Quelque chose de dark, de sourd, poignant comme une sonate. Une mélopée caressante et sensible comme du jazz.

*** plus tard…***

                       

April était tranquillement assise sur le muret, portant son énorme peluche en forme de chat, Kitty. C'était une peluche automate qui réagissant de façon assez simple pour qu'un enfant puisse comprendre sa personnalité, assez complexe pour qu'on continue à se poser des questions, sur les mystères de l'intelligence artificielle.

            Je serrai cette enfance frêle de huit ans, au sang semblable à mon sang. Son pépiement d'oisillon affamé, voilé par une maturité du langage précoce me questionnait avide.

***

            '' On fait quoi ce soir, grande soeur? ''

Je la regardais, toujours fière quand elle venait me chercher à l'école. Elle avait tout d'une grande fille, presque une femme. Chaque fois que l'on se promenait dans la rue, je voyais tous ces garçons la regarder, discrètement, avec dans les yeux cette étincelle qui différencie tant le petit garçon de l'adolescent. Je ne le lui disais pas, d'ailleurs peut-être qu'elle le savait déjà. Mais elle gardait cet air modeste et sûr que j'aimais tant.

            Ce soir, elle m'avait promis un milk-shake chez son copain Evans qu'elle connaissait depuis longtemps. D'après elle je n'étais pas née lorsqu'ils se sont rencontrés. D'ailleurs, je ne comprenais pas trop leur relation, c'était assez compliqué. Ils semblaient très proches, ils sont même sortis ensemble dans le passé.  Simplement depuis la rupture quand j'étais encore CP,  c'est comme ci ils se mentaient. Grande sœur a beaucoup pleuré mais n'a jamais rien montré à Evans, quant à lui, il a fait comme ci il ne s'était rien passé. Ils s'adressaient de faux sourires comme pour retenir des mots inutiles.

            On longeait les rues pavées, les bâtiments bercés par les lampes. A cette heure avancée, à l'étage inférieur de la ville ou se trouvaient les commerces, une rumeur de voix, de rires, traversait les rues piétonnes entre chiens et loups. On s'approchait de ma rue préférée main dans la main, grande sœur d'un pas sûr, moi un peu en retrait, en silence, car je n'aimais pas ces lieux pleins de personnes.

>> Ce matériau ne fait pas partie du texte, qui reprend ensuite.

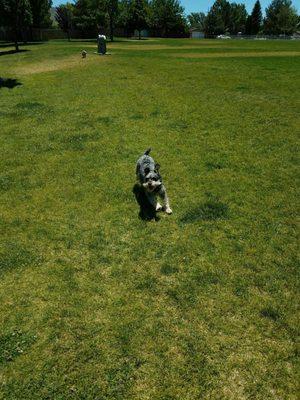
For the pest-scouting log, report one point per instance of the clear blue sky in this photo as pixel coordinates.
(204, 5)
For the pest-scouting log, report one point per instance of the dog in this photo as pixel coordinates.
(147, 172)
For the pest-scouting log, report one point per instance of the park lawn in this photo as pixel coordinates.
(97, 304)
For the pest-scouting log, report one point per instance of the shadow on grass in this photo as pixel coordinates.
(147, 211)
(210, 210)
(9, 83)
(7, 52)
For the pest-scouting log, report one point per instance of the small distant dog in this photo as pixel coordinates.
(147, 173)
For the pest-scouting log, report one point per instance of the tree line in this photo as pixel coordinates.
(232, 18)
(164, 18)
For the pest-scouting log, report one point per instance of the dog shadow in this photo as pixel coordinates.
(9, 83)
(147, 211)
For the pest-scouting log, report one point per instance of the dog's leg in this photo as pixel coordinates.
(152, 199)
(158, 206)
(163, 195)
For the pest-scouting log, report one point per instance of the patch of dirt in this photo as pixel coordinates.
(49, 65)
(235, 55)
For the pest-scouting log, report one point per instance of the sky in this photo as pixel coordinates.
(204, 5)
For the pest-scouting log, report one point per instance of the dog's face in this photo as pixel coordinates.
(152, 181)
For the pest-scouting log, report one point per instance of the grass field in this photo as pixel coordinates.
(97, 304)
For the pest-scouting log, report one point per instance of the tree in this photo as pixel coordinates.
(254, 21)
(64, 17)
(218, 18)
(166, 17)
(89, 17)
(41, 13)
(281, 18)
(15, 14)
(123, 18)
(112, 12)
(138, 15)
(256, 18)
(197, 20)
(238, 18)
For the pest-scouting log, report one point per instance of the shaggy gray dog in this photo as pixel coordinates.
(147, 173)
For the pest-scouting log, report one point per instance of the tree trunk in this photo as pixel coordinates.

            Puis elle me tapota l'épaule, me fit un sourire pour me rassurer en montrant du doigt la confiserie. C'était le soir du ''plein de la semaine''.

            Une fois par semaine, on visitait cette petite boutique, paradis des caries, dans laquelle une vieille dame entassait des sucreries dans d'énormes bocaux. J'étais éblouie par tous ces morceaux de miroir qui reflétaient les couleurs acidulées des milliers de bonbons entassés dans le magasin.

***

            '' Bonsoir madame Corrander. '' Elle testait de nouvelles recettes, dos au comptoir, sur la kitchenette installée au fond de la pièce.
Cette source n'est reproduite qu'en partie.